Databases and SQL
Missing Data
Learning Objectives
- Explain how databases represent missing information.
- Explain the three-valued logic databases use when manipulating missing information.
- Write queries that handle missing information correctly.
Real-world data is never complete — there are always holes. Databases represent these holes using a special value called null
. null
is not zero, False
, or the empty string; it is a one-of-a-kind value that means “nothing here”. Dealing with null
requires a few special tricks and some careful thinking.
To start, let’s have a look at the Visited
table. There are eight records, but #752 doesn’t have a date — or rather, its date is null:
SELECT * FROM Visited;
ident | site | dated |
---|---|---|
619 | DR-1 | 1927-02-08 |
622 | DR-1 | 1927-02-10 |
734 | DR-3 | 1930-01-07 |
735 | DR-3 | 1930-01-12 |
751 | DR-3 | 1930-02-26 |
752 | DR-3 | -null- |
837 | MSK- | 1932-01-14 |
844 | DR-1 | 1932-03-22 |
Null doesn’t behave like other values. If we select the records that come before 1930:
SELECT * FROM Visited WHERE dated<'1930-01-01';
ident | site | dated |
---|---|---|
619 | DR-1 | 1927-02-08 |
622 | DR-1 | 1927-02-10 |
we get two results, and if we select the ones that come during or after 1930:
SELECT * FROM Visited WHERE dated>='1930-01-01';
ident | site | dated |
---|---|---|
734 | DR-3 | 1930-01-07 |
735 | DR-3 | 1930-01-12 |
751 | DR-3 | 1930-02-26 |
837 | MSK- | 1932-01-14 |
844 | DR-1 | 1932-03-22 |
we get five results. Record #752 isn’t in either set of results.
The reason is that null<'1930-01-01'
is neither true nor false: null means, “We don’t know,” and if we don’t know the value on the left side of a comparison, we don’t know whether the comparison is true or false. Since databases represent “don’t know” as null, the value of null<'1930-01-01'
is actually null
. null>='1930-01-01'
is also null because we can’t answer to that question either. Since the only records kept by a WHERE
are those for which the test is true, record #752 isn’t included in either set of results.

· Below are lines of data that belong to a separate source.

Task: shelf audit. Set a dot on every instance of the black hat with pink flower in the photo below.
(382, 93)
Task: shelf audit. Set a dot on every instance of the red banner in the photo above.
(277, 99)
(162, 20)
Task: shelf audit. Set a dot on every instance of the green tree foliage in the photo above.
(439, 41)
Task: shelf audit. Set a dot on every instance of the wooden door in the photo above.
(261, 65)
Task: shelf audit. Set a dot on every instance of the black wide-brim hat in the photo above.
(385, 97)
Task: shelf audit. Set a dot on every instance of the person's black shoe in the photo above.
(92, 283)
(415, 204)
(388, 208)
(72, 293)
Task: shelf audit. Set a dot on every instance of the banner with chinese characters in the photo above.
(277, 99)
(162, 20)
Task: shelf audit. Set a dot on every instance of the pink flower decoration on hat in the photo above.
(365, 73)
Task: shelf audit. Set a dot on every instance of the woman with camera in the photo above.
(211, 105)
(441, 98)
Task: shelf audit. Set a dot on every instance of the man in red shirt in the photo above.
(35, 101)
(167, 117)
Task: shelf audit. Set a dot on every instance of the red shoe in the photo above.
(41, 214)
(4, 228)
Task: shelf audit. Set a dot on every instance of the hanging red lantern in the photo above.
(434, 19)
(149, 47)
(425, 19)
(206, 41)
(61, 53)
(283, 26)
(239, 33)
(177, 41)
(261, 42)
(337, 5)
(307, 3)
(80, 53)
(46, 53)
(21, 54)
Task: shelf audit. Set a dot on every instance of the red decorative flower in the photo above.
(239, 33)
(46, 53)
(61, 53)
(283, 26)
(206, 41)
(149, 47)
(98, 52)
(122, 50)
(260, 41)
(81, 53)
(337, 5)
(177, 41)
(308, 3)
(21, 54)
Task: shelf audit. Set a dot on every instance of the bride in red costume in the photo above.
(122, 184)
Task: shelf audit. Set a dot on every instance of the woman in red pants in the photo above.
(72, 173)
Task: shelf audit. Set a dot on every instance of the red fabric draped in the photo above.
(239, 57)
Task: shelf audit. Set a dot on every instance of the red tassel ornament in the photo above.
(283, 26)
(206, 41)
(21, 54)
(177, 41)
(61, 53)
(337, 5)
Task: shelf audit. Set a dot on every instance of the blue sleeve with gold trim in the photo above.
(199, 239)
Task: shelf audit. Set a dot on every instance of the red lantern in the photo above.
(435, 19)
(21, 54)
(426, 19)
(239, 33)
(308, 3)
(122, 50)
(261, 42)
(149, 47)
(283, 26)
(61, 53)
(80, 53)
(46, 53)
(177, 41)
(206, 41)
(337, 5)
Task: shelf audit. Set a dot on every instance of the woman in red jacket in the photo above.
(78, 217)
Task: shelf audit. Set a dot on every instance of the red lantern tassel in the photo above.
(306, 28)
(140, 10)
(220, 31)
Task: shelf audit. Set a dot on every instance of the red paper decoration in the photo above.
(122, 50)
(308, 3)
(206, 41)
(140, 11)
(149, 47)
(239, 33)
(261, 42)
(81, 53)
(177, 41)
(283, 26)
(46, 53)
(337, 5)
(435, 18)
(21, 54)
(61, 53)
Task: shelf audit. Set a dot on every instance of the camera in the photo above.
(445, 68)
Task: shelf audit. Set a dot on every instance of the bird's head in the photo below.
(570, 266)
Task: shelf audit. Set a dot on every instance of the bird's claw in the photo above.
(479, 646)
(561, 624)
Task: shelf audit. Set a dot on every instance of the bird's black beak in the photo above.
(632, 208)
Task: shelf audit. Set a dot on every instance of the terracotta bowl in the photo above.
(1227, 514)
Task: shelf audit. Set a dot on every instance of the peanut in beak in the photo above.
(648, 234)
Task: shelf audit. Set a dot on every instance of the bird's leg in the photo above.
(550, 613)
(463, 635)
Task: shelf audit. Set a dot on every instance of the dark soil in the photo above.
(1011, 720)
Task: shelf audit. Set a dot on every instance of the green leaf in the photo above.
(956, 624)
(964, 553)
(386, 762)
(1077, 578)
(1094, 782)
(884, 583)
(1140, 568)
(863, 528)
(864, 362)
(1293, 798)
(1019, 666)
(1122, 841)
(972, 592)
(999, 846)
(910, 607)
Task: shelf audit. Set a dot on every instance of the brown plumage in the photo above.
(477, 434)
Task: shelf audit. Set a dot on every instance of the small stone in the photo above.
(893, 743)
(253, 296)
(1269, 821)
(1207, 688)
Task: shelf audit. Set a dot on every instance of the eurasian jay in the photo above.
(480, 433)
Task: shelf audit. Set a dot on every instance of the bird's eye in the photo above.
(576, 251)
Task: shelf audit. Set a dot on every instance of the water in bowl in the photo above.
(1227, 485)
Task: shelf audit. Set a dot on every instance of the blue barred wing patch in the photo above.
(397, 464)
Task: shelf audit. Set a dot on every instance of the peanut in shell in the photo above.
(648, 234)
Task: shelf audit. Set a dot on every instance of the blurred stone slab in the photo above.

Comparisons aren’t the only operations that behave this way with nulls. 1+null
is null
, 5*null
is null
, log(null)
is null
, and so on. In particular, comparing things to null with = and != produces null:
SELECT * FROM Visited WHERE dated=NULL;
produces no output, and neither does:
SELECT * FROM Visited WHERE dated!=NULL;
To check whether a value is null
or not, we must use the special test IS NULL
:
SELECT * FROM Visited WHERE dated IS NULL;
ident | site | dated |
---|---|---|
752 | DR-3 | -null- |
or its inverse IS NOT NULL
:
SELECT * FROM Visited WHERE dated IS NOT NULL;
ident | site | dated |
---|---|---|
619 | DR-1 | 1927-02-08 |
622 | DR-1 | 1927-02-10 |
734 | DR-3 | 1930-01-07 |
735 | DR-3 | 1930-01-12 |
751 | DR-3 | 1930-02-26 |
837 | MSK- | 1932-01-14 |
844 | DR-1 | 1932-03-22 |
Null values can cause headaches wherever they appear. For example, suppose we want to find all the salinity measurements that were taken by people other than Lake. It’s natural to write the query like this:
SELECT * FROM Survey WHERE quant='sal' AND person!='lake';
taken | person | quant | reading |
---|---|---|---|
619 | dyer | sal | 0.13 |
622 | dyer | sal | 0.09 |
752 | roe | sal | 41.6 |
837 | roe | sal | 22.5 |
but this query filters omits the records where we don’t know who took the measurement. Once again, the reason is that when person
is null
, the !=
comparison produces null
, so the entry isn’t kept in our results. If we want to keep these records we need to add an explicit check:
SELECT * FROM Survey WHERE quant='sal' AND (person!='lake' OR person IS NULL);
taken | person | quant | reading |
---|---|---|---|
619 | dyer | sal | 0.13 |
622 | dyer | sal | 0.09 |
735 | -null- | sal | 0.06 |
752 | roe | sal | 41.6 |
837 | roe | sal | 22.5 |
In contrast to arithmetic or Boolean operators, aggregation functions (such as min
, max
or avg
) that combine multiple values, ignore null
. In the majority of cases, this is a desirable behavior: we wouldn’t want unknown values affecting our calculations on the data. Aggregation functions will be addressed in more detail in the next section.
Sorting by Known Date
Write a query that sorts the records in Visited
by date, omitting entries for which the date is not known (i.e., is null).
NULL in a Set
What do you expect this query to produce?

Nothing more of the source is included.